Fachforum Wissenschafts­geschichte der Kunst­geschichte

Foto/Medien­geschich­te und Kunst­geschich­te. Paradig­ma­tische Schwellen

Moderation: Hubert Locher, Marburg / Maria Männig, Landau

Beiträge:

  • Stephan Günzel, University of Europe for Applied Sciences Europe, Berlin
  • Katrin Heitmann, Domschatzkammer Aachen / Universität Bonn
  • Annebella Pollen, University of Brighton
  • Petra Trnková, Ústav dějin umění Akademie věd České republiky, Prag
  • Kathrin Yacavone, Philipps-Universität Marburg

In Form einer Podiumsdiskussion befasst sich das Forum mit den paradigmatischen Schwellen im Spannungsfeld von Medien- und Kunstgeschichte. Horst Bredekamps provokante These „Die Kunstgeschichte ist ein technisches Fach“ bildet den Ausgangspunkt für unsere Debatte. Besonders die Fotografie hat die akademische Kunstgeschichte maßgeblich geprägt und ihre Denkmodelle geformt. Kennerschaftliche Ansätze, vergleichendes Sehen und vergleichende Ikonografie entwickelten sich maßgeblich in Verbindung mit diesem ersten „neuen Medium“. Hatten Wechselwirkungen zwischen visuellen Artefakten und verschiedenen medialen Repräsentationsformen bereits lange vor der Ära der Fotografie existiert und waren diskursiv verhandelt worden, wurden sie seit dem Aufkommen des technischen Bildmediums und den darauf folgenden Innovationen verstärkt und kontinuierlich institutionalisiert. Dabei beeinflusste die Genese moderner Massenmedien, geprägt von transformierenden Momenten, nicht nur die Wahrnehmung, sondern auch künstlerische Ausdrucksformen und die Betrachtung historischer Artefakte.

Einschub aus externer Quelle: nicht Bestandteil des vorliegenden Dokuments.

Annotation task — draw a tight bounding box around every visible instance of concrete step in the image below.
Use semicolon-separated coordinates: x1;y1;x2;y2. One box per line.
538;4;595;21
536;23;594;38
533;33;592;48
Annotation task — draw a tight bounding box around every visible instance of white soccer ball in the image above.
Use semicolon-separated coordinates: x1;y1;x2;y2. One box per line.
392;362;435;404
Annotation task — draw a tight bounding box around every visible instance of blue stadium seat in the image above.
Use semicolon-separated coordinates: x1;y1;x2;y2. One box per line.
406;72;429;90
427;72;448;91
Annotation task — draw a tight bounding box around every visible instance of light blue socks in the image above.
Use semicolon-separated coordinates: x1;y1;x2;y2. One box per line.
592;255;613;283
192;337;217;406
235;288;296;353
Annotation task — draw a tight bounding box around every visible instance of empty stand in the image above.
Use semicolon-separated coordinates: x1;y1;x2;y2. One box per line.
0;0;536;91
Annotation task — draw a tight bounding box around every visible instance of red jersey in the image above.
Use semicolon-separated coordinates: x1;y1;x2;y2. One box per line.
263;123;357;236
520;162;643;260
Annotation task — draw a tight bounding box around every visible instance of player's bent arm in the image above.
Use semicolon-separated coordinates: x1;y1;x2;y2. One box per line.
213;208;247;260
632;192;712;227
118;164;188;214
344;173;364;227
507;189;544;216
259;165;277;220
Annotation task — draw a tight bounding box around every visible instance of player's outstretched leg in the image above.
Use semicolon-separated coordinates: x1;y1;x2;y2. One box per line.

Besondere Aufmerksamkeit widmen wir der Digitalisierung, insbesondere im Zusammenhang mit der Fotografie. Diese führt nicht nur zur „Datafizierung“, sondern ermöglicht auch den Zugang zu hochwertigem Bildmaterial, mit Auswirkungen auf sich zunehmend verflüssigende Prozesse der Aneignung bzw. Verwertung. Soziale Medien, Online-Plattformen, Augmented- und Virtual-Reality-Anwendungen sowie digitale Rekonstruktionen bieten interaktive Rezeptionsformate und beeinflussen somit die Produktion von Wissen in entscheidender Weise.

In diesem Kontext möchten wir zu einer Auseinandersetzung über die Medialisierung von Dreidimensionalität sowie von Texturen, Materialien und Oberflächen anregen. Unsere Gäste sind renommierte Expertinnen und Experten, die ihre Positionen in kurzen Impulsvorträgen vorstellen, um anschließend in eine lebhafte Diskussion einzutreten.